The following electrochemical reactions were carried out in a three-electrode electrochemical cell. A 1 cm² catalyst manufactured in each of the above examples and comparative examples was used as the working electrode, a Pt foil of 18 cm² was used as a counter electrode, and a Hg/HgO reference electrode was used as a reference electrode. The measured potential values were converted to a reversible hydrogen electrode (RHE). 1M KOH was used as the electrolyte. Voltammetric analysis was conducted at a scan rate of 10 mV/s to measure the oxygen evolution reaction (OER) activity of the catalyst. After the initial OER activity analysis, the OER stability of the catalyst was evaluated by conducting galvanostatic electrolysis at 10 mA/cm² for 24 hours. The OER activity of the catalyst was checked after the first 12 hours and at the end of electrolysis using a voltammetric response.

The stability of the catalyst in Example 1, which showed stable OER activity after 24 hours of electrolysis at 10 mA/cm², was further evaluated by conducting electrolysis at 50 mA/cm² for 20 hours. After electrolysis, a voltammetric response was used to check the OER activity of the catalyst.

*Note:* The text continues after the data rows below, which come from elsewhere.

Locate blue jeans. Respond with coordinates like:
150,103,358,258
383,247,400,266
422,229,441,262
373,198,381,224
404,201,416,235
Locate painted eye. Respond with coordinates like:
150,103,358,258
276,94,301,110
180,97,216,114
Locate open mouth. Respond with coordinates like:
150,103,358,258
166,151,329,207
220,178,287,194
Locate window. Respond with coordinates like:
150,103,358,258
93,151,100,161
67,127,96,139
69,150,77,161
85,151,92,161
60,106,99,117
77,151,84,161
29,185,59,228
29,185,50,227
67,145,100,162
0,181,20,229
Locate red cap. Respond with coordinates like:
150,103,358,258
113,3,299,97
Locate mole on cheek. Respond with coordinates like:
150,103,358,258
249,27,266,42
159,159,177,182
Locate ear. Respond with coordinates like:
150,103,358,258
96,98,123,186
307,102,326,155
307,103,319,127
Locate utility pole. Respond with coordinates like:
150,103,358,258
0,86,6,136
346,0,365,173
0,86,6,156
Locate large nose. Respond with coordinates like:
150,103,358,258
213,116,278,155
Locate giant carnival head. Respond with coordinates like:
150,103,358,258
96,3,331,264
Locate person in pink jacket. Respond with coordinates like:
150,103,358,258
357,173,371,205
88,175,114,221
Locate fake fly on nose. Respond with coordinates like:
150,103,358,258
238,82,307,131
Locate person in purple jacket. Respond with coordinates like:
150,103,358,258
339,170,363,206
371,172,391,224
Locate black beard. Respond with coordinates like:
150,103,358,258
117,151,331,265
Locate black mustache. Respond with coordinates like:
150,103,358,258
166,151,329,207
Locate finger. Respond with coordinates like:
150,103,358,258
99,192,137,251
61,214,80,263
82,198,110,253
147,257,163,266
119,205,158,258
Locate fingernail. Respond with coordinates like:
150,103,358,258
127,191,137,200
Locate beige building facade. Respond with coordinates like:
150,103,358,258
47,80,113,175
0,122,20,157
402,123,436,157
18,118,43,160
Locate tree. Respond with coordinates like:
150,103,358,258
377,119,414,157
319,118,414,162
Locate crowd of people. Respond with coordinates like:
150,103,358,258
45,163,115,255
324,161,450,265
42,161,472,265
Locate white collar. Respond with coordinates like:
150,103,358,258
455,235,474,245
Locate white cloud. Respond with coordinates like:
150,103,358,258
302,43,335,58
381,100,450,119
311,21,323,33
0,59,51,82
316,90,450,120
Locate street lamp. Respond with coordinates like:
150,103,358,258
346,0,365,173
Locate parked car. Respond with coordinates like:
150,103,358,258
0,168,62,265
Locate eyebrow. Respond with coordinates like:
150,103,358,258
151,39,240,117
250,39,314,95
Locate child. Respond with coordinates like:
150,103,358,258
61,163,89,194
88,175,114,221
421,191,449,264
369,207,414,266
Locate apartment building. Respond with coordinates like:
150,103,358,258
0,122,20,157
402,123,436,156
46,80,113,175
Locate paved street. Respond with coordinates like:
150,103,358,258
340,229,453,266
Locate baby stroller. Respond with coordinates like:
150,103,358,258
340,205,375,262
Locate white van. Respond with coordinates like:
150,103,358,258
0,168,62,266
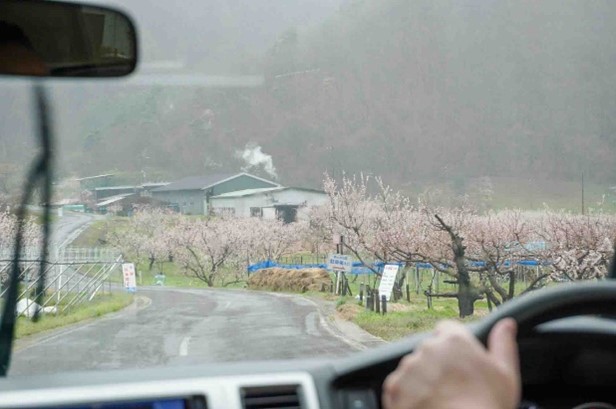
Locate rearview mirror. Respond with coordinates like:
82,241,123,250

FIG. 8 shows the results of measuring the current density of the catalysts of Example 1 and Comparative Example 1 after applying a constant current of 10 mA/cm² for 12 hours. Table 1 shows the results of measuring the concentrations of iron and nickel before and after applying a constant current for 12 hours using EDX.

In addition, FIG. 9 shows the results of measuring the current density of the catalyst of FIG. 1 at the beginning of electrolysis, after 24 hours of electrolysis at 10 mA/cm², and after 20 hours of electrolysis at 50 mA/cm².

	TABLE 1
	Mass Concentration [%]
	Before	After
	Electrolysis	Electrolysis
	Example 1	Iron	8	12
		Nickel	92	88
	Comparative	Iron	17	9.8
	Example 1	Nickel	83	90.2

As shown in FIGS. 8 and 9, it can be seen that the catalyst in Comparative Example 1 exhibits a higher voltage required to achieve a current density of 10 mA/cm² after 12 hours. In contrast, the catalyst in Example 1 shows that the voltage required to achieve a current density of 10 mA/cm² remains substantially unchanged, indicating high durability.

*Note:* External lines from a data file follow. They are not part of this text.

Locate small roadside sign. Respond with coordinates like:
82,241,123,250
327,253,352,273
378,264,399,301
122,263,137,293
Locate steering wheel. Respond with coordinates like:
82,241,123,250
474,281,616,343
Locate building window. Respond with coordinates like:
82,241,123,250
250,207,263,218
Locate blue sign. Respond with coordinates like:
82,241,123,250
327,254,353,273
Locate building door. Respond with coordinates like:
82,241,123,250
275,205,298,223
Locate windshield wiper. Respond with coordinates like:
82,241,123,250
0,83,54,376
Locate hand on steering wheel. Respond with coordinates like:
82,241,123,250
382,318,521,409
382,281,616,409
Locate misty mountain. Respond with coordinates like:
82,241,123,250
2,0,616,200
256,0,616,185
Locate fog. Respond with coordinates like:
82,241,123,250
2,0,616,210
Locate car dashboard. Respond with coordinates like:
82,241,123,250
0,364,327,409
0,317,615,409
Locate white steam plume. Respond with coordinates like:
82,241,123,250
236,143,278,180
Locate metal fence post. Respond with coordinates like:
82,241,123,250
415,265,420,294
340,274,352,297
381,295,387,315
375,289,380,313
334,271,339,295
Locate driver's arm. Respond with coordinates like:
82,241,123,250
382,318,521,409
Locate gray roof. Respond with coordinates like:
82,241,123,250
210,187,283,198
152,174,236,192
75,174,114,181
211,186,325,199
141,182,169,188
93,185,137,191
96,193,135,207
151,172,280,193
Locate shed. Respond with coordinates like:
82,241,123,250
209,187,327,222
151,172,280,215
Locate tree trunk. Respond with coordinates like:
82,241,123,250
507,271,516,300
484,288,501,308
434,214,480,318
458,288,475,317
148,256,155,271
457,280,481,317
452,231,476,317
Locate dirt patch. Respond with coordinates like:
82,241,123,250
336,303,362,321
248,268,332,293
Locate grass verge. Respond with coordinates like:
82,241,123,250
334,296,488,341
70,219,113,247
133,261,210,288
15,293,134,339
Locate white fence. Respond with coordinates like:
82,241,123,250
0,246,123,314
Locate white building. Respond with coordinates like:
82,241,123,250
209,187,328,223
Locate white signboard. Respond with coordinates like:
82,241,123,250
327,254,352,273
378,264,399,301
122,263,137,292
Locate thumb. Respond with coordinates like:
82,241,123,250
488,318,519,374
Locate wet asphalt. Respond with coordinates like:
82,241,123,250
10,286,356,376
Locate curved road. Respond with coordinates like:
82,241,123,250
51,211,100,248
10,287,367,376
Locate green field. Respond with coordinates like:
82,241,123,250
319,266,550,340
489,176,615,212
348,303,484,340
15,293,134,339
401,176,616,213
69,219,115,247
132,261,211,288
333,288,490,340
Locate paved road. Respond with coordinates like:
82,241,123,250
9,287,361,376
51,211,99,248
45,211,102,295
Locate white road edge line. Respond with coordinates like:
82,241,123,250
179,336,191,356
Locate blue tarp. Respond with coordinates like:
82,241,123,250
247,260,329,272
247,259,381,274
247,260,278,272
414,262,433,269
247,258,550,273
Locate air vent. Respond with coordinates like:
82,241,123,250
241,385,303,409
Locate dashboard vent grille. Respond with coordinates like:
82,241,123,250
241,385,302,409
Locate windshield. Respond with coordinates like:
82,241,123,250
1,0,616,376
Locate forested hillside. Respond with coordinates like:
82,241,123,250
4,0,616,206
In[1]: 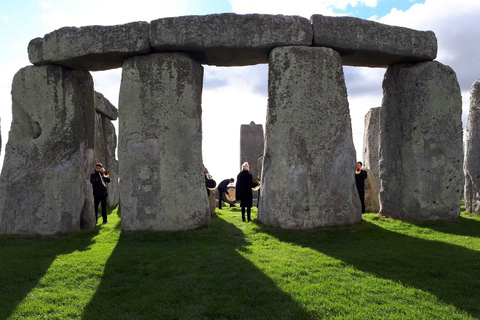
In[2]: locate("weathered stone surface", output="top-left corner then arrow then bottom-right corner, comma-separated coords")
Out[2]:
95,91 -> 118,120
28,22 -> 150,71
379,61 -> 463,220
259,46 -> 361,229
0,65 -> 96,235
150,13 -> 313,66
93,108 -> 119,208
208,189 -> 217,216
363,107 -> 381,191
119,52 -> 210,231
464,80 -> 480,213
364,168 -> 380,213
311,15 -> 437,67
240,121 -> 264,180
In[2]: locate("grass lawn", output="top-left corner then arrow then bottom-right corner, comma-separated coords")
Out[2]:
0,205 -> 479,319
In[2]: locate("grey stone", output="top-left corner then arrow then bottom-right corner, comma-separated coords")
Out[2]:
28,22 -> 150,71
363,168 -> 380,213
363,107 -> 381,191
119,52 -> 210,231
240,121 -> 264,180
379,61 -> 463,220
464,80 -> 480,213
311,15 -> 437,67
258,46 -> 361,229
150,13 -> 313,66
95,91 -> 118,120
93,109 -> 119,208
208,189 -> 217,216
0,65 -> 96,235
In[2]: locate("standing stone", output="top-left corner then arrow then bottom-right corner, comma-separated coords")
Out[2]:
379,61 -> 463,220
94,92 -> 119,208
259,46 -> 361,229
240,121 -> 264,180
464,80 -> 480,213
119,53 -> 210,231
0,65 -> 95,235
363,168 -> 380,213
363,107 -> 381,192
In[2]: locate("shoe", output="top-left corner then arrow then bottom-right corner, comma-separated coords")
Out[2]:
103,221 -> 109,224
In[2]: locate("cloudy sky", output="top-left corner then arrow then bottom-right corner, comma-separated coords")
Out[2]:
0,0 -> 479,181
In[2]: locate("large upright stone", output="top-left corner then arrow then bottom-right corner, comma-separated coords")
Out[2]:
364,168 -> 380,213
0,65 -> 95,235
150,14 -> 313,66
240,121 -> 264,180
363,107 -> 381,191
93,93 -> 119,208
28,22 -> 150,71
95,91 -> 118,120
259,46 -> 361,229
379,61 -> 463,220
311,15 -> 437,67
464,80 -> 480,213
119,52 -> 210,231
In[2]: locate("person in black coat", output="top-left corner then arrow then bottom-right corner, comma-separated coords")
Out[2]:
90,163 -> 110,224
217,178 -> 234,209
355,161 -> 368,214
236,162 -> 256,222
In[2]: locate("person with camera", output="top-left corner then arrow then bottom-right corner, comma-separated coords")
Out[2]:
90,163 -> 110,224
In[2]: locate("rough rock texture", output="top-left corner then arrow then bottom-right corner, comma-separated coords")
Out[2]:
93,93 -> 119,208
258,46 -> 361,229
95,91 -> 118,120
150,13 -> 313,66
379,61 -> 463,220
364,168 -> 380,213
119,52 -> 210,231
464,80 -> 480,213
363,107 -> 381,191
208,189 -> 217,216
311,15 -> 437,67
28,22 -> 150,71
240,121 -> 264,180
0,65 -> 96,235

In addition, as shown in Table 1, the catalyst in Comparative Example 1 exhibited a significant decrease in the mass concentration of iron after 12 hours, confirming the leaching of iron.

From the above, it was shown that the present catalyst having a nickel oxide layer containing NiOOH and a layer containing NiFe in this order on a nickel substrate has high activity and excellent durability.

Claims

1. A catalyst comprising: a nickel substrate;a nickel oxide layer containing NiOOH; anda layer containing NiFe.

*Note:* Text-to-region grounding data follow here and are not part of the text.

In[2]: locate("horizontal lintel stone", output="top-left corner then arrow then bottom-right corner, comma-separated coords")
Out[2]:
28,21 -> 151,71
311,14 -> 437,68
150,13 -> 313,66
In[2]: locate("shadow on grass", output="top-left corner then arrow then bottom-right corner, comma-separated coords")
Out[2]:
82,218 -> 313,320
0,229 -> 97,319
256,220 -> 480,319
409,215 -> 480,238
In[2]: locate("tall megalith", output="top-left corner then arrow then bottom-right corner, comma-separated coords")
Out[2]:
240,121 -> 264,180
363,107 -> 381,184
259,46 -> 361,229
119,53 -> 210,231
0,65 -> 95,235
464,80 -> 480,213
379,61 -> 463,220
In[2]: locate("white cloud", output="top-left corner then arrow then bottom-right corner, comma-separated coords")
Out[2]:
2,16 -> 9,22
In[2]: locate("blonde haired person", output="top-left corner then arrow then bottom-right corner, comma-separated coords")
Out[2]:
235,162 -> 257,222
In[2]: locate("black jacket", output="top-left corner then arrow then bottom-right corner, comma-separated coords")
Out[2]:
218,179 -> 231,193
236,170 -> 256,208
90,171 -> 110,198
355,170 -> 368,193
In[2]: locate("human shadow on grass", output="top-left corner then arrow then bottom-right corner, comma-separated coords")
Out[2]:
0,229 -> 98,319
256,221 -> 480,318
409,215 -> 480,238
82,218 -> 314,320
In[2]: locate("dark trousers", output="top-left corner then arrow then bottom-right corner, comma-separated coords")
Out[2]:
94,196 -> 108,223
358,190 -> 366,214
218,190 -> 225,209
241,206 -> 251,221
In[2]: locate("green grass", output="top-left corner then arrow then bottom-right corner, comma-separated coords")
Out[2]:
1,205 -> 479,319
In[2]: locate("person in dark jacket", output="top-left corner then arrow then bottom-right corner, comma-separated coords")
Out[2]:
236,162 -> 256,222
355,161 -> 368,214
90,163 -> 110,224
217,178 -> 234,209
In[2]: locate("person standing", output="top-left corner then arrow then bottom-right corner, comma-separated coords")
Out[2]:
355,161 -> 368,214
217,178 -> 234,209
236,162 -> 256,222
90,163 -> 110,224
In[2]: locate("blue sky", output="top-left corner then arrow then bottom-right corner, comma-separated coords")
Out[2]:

2. The catalyst according to claim 1, wherein the nickel oxide layer has a thickness of 50 to 500 nm.

3. The catalyst according to claim 1, wherein a proportion of Fe is 4 to 20 mass % of a total amount of the catalyst.

4. The catalyst according to claim 1, wherein the catalyst is an electrode material for oxygen generation.

5. A method for manufacturing the catalyst according to to claim 1, the method comprising a step (I) of forming a nickel oxide layer containing NiOOH on a nickel substrate.

6. The method according to claim 5, wherein the step (I) comprises electrochemical oxidation of a nickel substrate.

7. The method according to claim 5, further comprising a step (II) of forming a layer containing NiFe on the nickel oxide layer after the step (I).

8. The method according to claim 7, wherein the step (II) includes electrodeposition of Fe.

9. An intermediate product of the catalyst according to claim 1, comprising: a nickel substrate; anda nickel oxide layer containing NiOOH formed on the nickel substrate.